The new Radiohead album, "The King Of Limbs", brings the band full circle back to the sonic sculptures that they were expertly using before "Kid A". 

Kind of. 

I think any casual 'Head fan would definitely say that there is a similarity here between the new album and what the band was doing many years ago. At first listening, the record seems to echo past ideas (albeit GOOD ideas). But subsequent spins reveal that there's a fair amount of subtlety here, including some of the aural adventurousness that the band has explored in more recent times. 

Just to get it out of the way, I'll say that that this is an immediately more accessible and likeable collection of songs than was on the previous album "In Rainbows". That's not to say that Radiohead have begun crafting pop songs, but they've decidedly shied away from more complex and difficult-to-jump-into rhythms. 

But there's still a lot going on on this record. Opener "Bloom" is all skitter-patterned drums and ghostly synth horns, with Thom Yorke's dual-tracked and reverbed voice floating above it all like a dream. 

As a matter of fact, there's a strong dream-like quality to many of the songs on the album. "Feral" sounds wispy and soporific, and boasts no real words - just fragments jumping in and out of the mix. There's more of a reliance on acoustic instruments this time out as well, with the piano of "Codex" providing the base of the song while various electronic effects infiltrate. Yorke's vocal in this tune is particularly effective. 

The acoustic guitar in "Little By Little" sounds detuned, and that fits a song that sounds like classic rock distilled and then deconstructed. "Lotus Flower" has percussion effects that seem nearly tactile. This is some seriously psychedelic stuff. 

My favorite track at the moment is probably "Morning Mr. Magpie", where the drums and guitars skitter all over the place, held together by an amplified acoustic guitar. Added bonus : the song seems to be actually addressed to a magpie : "You've got some nerve/Coming here/You stole it all/Give it back". There's an ominous tone that sets in with the chorus, and Yorke does an amazing job at the wordless crooning he's so good at. Yes, it sounds a bit like "OK Computer", but it also sounds like "Kid A". 

"Give Up the Ghost" begins with filtered birdsong, and the song turns on six words : "Don't hurt me", and "In your arms". An incredible drone sets itself up about a minute and a half into the song, and ends up resolving itself in one's brain after a few moments into a deeply distorted countervocal. Pretty cool. 

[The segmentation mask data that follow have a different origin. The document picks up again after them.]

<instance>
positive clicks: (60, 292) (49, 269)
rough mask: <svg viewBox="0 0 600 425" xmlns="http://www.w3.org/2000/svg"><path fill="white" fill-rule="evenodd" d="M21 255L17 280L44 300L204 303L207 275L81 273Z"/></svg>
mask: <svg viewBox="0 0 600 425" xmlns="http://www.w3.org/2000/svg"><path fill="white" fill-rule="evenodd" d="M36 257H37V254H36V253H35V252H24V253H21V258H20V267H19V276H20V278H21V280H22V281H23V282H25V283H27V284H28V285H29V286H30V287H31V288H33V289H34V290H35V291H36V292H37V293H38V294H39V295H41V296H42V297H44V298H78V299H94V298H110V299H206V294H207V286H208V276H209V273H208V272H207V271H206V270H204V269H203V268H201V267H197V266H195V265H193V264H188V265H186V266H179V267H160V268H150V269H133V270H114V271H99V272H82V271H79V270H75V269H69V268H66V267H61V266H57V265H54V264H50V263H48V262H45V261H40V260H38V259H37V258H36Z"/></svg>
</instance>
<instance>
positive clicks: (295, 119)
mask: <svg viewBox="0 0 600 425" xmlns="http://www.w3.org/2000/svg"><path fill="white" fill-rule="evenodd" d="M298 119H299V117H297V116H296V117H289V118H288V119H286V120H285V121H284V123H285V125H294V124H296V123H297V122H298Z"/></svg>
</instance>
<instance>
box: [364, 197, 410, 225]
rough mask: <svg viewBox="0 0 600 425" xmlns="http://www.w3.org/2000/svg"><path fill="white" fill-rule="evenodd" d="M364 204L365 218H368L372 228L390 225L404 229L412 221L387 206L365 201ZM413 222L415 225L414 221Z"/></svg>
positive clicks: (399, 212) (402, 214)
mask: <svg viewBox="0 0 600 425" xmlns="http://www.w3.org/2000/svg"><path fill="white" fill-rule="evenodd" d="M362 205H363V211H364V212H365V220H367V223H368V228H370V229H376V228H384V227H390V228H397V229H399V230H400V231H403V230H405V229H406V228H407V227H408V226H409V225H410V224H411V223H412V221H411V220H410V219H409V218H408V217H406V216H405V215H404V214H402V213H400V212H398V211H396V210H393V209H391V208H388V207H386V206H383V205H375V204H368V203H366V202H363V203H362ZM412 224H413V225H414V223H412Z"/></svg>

Leave it to Radiohead to place the most conventional sounding song last on the album. "Separator" has a nearly traditional structure, but is still made beautiful by Yorke's vocal and some soft guitar work. 

I'm going to venture forth and say that this is Radiohead's most cohesive, successful album in several years. There's not really a song that's offputting or so twistingly odd that a Radiohead listener might wonder, but it's JUST odd enough to be distinctly Radiohead. Kudos.

I give "The King Of Limbs" a 9 on the England Swings scale of 1-10.